A comienzos de los ‘90 el entonces arzobispo de Buenos Aires, cardenal Antonio Quarraccino, lo señaló para que sea uno de sus obispos auxiliares. Comenzó así su meteórica carrera que lo llevó de ser un completo out sider de la Iglesia a ser elegido vicario general de la arquidiócesis y finalmente el sucesor de Quarraccino. Atraído por su inteligencia, espiritualidad y humildad, Quarraccino siempre contaba que en cada acto y oficio, cuando quería localizar a Bergoglio, debía buscarlo en las últimas filas, casi escondido. Ya como arzobispo, rechazó la residencia arzobispal de Olivos y el auto con chofer. Optó por vivir en la curia, frente a la plaza de Mayo, en una austera habitación. Y trasladarse en colectivo o subte.

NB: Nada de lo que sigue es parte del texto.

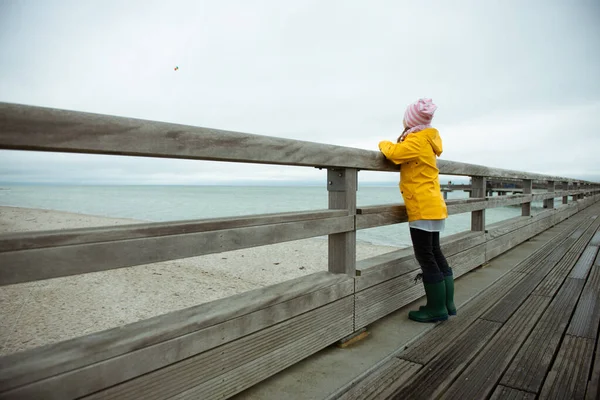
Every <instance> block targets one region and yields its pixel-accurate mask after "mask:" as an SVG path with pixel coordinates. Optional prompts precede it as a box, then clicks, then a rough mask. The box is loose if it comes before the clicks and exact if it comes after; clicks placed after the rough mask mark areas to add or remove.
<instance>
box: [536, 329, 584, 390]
mask: <svg viewBox="0 0 600 400" xmlns="http://www.w3.org/2000/svg"><path fill="white" fill-rule="evenodd" d="M594 344H595V343H594V340H592V339H587V338H580V337H574V336H570V335H565V338H564V340H563V342H562V344H561V346H560V350H559V351H558V355H557V356H556V360H555V361H554V364H553V365H552V369H551V370H550V372H548V376H547V378H546V381H545V383H544V386H543V387H542V391H541V393H540V397H539V398H540V399H583V398H584V397H585V389H586V386H587V383H588V376H589V373H590V368H591V364H592V356H593V354H594Z"/></svg>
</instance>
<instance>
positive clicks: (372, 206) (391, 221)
mask: <svg viewBox="0 0 600 400" xmlns="http://www.w3.org/2000/svg"><path fill="white" fill-rule="evenodd" d="M555 195H558V194H547V193H543V194H535V195H527V196H523V195H515V196H502V197H487V198H486V199H477V198H469V199H459V200H448V201H447V206H448V215H454V214H462V213H467V212H473V211H480V210H486V209H490V208H496V207H506V206H510V205H517V204H523V203H529V202H531V201H539V200H544V199H548V198H550V197H554V196H555ZM548 211H551V210H548ZM561 211H562V210H561ZM544 212H545V211H544ZM542 213H543V212H541V213H538V214H537V215H536V217H537V216H539V215H541V214H542ZM403 222H408V214H407V213H406V208H405V206H404V205H403V204H386V205H379V206H368V207H362V208H359V209H358V210H357V216H356V229H368V228H374V227H378V226H385V225H393V224H399V223H403ZM500 223H503V221H502V222H500ZM496 224H499V223H496ZM491 227H492V226H491V225H490V226H488V227H487V229H488V230H489V229H490V228H491Z"/></svg>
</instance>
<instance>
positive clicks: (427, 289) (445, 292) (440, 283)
mask: <svg viewBox="0 0 600 400" xmlns="http://www.w3.org/2000/svg"><path fill="white" fill-rule="evenodd" d="M423 286H424V287H425V295H426V296H427V305H426V306H424V307H421V308H420V309H419V311H410V312H409V313H408V318H410V319H412V320H413V321H417V322H437V321H445V320H447V319H448V310H447V309H446V282H445V281H441V282H438V283H423Z"/></svg>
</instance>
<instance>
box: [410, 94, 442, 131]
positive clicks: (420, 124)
mask: <svg viewBox="0 0 600 400" xmlns="http://www.w3.org/2000/svg"><path fill="white" fill-rule="evenodd" d="M435 110H437V106H436V105H435V104H433V102H432V101H431V99H419V100H417V101H416V102H415V103H413V104H411V105H409V106H408V107H407V108H406V112H405V113H404V123H405V124H406V126H407V127H409V128H413V127H415V126H419V125H429V124H431V120H432V119H433V114H434V113H435Z"/></svg>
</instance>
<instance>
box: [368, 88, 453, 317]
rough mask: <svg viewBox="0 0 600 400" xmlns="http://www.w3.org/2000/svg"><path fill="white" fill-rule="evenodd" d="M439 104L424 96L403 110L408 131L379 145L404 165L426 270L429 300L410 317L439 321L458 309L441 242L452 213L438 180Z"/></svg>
mask: <svg viewBox="0 0 600 400" xmlns="http://www.w3.org/2000/svg"><path fill="white" fill-rule="evenodd" d="M436 109H437V106H436V105H435V104H433V103H432V101H431V99H419V100H418V101H417V102H415V103H413V104H411V105H409V106H408V108H407V109H406V112H405V113H404V132H403V133H402V135H400V137H399V138H398V141H397V143H392V142H390V141H387V140H386V141H382V142H380V143H379V150H381V152H382V153H383V155H384V156H385V157H386V158H387V159H388V160H390V161H392V162H393V163H395V164H402V166H401V168H400V192H401V193H402V197H403V198H404V203H405V206H406V212H407V214H408V224H409V227H410V237H411V239H412V243H413V249H414V252H415V257H416V259H417V261H418V263H419V265H420V266H421V270H422V273H421V274H419V275H417V278H419V277H421V278H422V279H423V286H424V287H425V294H426V296H427V305H425V306H423V307H421V308H420V309H419V311H410V312H409V313H408V317H409V318H410V319H412V320H415V321H419V322H434V321H443V320H446V319H448V314H450V315H456V307H455V306H454V278H453V276H452V269H451V268H450V266H448V262H447V261H446V258H445V257H444V255H443V254H442V250H441V248H440V232H441V231H442V230H443V229H444V223H445V219H446V218H447V217H448V211H447V209H446V203H445V202H444V198H443V195H442V192H441V190H440V183H439V177H438V174H439V170H438V168H437V164H436V156H438V157H439V156H440V155H441V154H442V139H441V138H440V135H439V133H438V131H437V129H434V128H432V127H431V120H432V118H433V114H434V112H435V110H436Z"/></svg>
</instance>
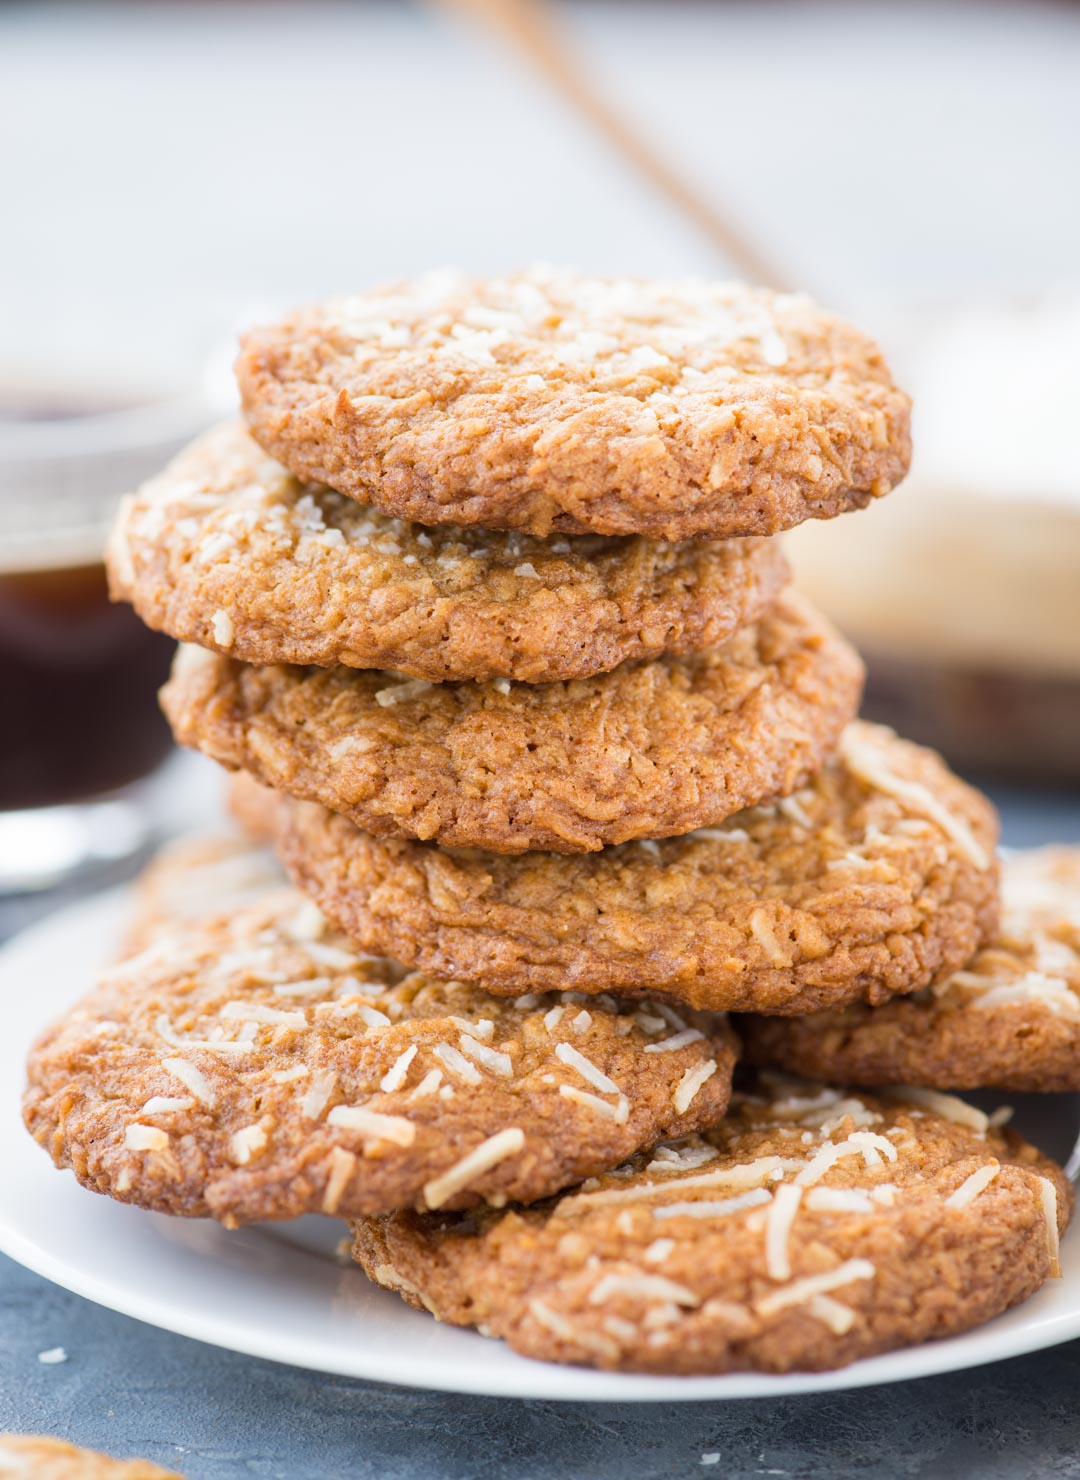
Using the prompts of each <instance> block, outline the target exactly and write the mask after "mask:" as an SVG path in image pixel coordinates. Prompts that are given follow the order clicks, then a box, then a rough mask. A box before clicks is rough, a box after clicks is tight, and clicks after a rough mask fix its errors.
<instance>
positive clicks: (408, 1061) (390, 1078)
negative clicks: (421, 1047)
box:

El primer aniversario del atentado a las Torres Gemelas fue clave para la proyección internacional de Bergoglio. Entonces, el argentino participaba como moderador suplente de un sínodo de obispos, en Roma. Como el titular, el arzobispo de Nueva York debió ausentarse a su ciudad, Bergoglio debió coordinar la asamblea, dejando una excelente impresión. Su prestigio ascendente terminó convirtiéndolo en el segundo más votado en el cónclave anterior, detrás de Ratzinger. Parecía que su tiempo había pasado tras la renuncia de Benedicto XVI. El ya tenía programado cuando se efectivizara su retiro a fin de año, ir a vivir a la residencia porteña de los sacerdotes ancianos. Su Dios y los cardenales dispusieron otra cosa.